Zależność

Poniedziałek, XXIX Tydzień Zwykły, rok I, Łk 12,13-21

Ktoś z tłumu rzekł do Jezusa: «Nauczycielu, powiedz mojemu bratu, żeby się podzielił ze mną spadkiem». Lecz On mu odpowiedział: «Człowieku, któż Mnie ustanowił nad wami sędzią albo rozjemcą?» Powiedział też do nich: «Uważajcie i strzeżcie się wszelkiej chciwości, bo nawet gdy ktoś ma wszystkiego w nadmiarze, to życie jego nie zależy od jego mienia». I opowiedział im przypowieść: «Pewnemu zamożnemu człowiekowi dobrze obrodziło pole. I rozważał w sobie: „Co tu począć? Nie mam gdzie pomieścić moich zbiorów”. I rzekł: „Tak zrobię: zburzę moje spichlerze, a pobuduję większe i tam zgromadzę całe moje zboże i dobra. I powiem sobie: Masz wielkie dobra, na długie lata złożone; odpoczywaj, jedz, pij i używaj!” Lecz Bóg rzekł do niego: „Głupcze, jeszcze tej nocy zażądają twojej duszy od ciebie; komu więc przypadnie to, co przygotowałeś?” Tak dzieje się z każdym, kto skarby gromadzi dla siebie, a nie jest bogaty u Boga».

 

Dzisiaj Jezus przypomina nam, od czego tak naprawdę zależy nasze życie, to ziemskie, a przede wszystkim to wieczne.

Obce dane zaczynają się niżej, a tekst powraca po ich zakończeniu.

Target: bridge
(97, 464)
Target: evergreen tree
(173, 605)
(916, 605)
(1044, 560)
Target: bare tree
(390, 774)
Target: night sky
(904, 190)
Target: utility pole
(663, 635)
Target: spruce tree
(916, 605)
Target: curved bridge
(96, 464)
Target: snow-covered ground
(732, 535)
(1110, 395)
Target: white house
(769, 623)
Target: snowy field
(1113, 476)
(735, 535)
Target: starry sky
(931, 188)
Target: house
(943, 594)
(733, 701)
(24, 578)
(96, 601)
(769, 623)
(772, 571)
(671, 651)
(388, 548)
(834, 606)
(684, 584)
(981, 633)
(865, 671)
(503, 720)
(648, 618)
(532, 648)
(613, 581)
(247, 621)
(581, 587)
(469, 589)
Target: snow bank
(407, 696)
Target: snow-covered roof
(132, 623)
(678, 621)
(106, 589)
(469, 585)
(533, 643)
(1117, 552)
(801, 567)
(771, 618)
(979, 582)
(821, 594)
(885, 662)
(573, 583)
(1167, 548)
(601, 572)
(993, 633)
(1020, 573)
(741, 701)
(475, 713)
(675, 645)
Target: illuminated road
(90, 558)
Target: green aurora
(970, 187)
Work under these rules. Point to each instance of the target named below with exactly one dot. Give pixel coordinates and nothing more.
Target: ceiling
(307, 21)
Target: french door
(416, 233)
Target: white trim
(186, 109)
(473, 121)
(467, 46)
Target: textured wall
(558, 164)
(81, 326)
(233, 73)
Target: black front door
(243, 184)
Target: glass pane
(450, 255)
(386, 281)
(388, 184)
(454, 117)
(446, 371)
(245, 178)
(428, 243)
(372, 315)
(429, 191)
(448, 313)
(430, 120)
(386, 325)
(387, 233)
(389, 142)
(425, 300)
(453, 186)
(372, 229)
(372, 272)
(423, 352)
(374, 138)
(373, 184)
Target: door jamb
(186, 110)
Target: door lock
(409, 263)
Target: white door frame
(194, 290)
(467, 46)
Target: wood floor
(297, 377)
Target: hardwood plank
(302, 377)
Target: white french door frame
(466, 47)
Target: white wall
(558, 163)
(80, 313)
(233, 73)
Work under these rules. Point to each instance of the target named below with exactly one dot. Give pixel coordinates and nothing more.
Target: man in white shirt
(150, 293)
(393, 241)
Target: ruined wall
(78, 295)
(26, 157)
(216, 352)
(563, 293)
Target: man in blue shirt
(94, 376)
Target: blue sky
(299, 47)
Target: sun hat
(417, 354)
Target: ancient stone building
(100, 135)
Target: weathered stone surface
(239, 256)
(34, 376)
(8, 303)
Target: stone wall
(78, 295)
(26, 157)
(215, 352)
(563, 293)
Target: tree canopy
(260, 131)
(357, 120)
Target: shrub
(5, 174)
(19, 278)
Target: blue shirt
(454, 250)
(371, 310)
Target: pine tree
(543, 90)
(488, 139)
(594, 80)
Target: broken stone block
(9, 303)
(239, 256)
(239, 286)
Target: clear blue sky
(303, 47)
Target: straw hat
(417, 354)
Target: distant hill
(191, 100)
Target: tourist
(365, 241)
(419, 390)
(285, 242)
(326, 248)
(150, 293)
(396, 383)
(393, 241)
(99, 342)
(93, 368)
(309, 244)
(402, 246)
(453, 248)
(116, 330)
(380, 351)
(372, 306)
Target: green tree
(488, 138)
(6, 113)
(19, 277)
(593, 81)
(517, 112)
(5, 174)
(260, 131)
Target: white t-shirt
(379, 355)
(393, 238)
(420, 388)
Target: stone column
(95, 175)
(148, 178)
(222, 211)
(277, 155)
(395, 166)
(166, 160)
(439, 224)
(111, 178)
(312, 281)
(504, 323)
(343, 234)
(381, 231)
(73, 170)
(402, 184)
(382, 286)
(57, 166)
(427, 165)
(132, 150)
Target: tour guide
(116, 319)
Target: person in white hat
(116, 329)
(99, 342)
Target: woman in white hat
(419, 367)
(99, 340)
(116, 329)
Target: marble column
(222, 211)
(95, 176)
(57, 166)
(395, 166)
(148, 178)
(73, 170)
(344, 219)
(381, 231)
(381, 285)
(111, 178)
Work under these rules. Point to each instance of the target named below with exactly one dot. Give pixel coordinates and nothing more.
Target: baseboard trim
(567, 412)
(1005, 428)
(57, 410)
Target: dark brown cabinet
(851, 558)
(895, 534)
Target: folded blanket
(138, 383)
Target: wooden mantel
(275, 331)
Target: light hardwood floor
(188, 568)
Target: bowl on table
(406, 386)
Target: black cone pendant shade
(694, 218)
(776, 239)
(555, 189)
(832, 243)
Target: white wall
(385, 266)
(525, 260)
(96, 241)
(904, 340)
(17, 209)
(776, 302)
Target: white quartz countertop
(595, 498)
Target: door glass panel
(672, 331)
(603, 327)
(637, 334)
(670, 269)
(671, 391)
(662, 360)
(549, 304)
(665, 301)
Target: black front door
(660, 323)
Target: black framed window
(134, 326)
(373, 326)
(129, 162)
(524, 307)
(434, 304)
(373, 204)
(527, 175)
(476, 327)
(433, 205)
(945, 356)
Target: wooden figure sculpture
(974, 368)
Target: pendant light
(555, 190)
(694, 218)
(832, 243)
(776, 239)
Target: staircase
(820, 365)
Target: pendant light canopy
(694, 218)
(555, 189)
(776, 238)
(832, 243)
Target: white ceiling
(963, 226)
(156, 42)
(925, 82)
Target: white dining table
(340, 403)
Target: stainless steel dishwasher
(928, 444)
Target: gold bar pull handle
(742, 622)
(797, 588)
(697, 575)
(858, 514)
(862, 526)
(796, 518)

Niewiele jest osób, które nie są łase na dobra materialne. Jezus o tym wie, wie o naszej skłonności do oceniania lepiej tych, którzy mają więcej, lepiej się ubierają, mają w związku z tym lepsze koneksje. Wie i dlatego nas przestrzega, byśmy nie wpadli w pułapkę zastawioną przez tego, który ma moc po śmierci wtrącić nas do piekła.

Jezusowi zależy na każdym z nas tak jak nikomu innemu. Kocha Ciebie i mnie i dlatego przestrzega. Od nas zależy, na ile te słowa będą naszymi słowami życia.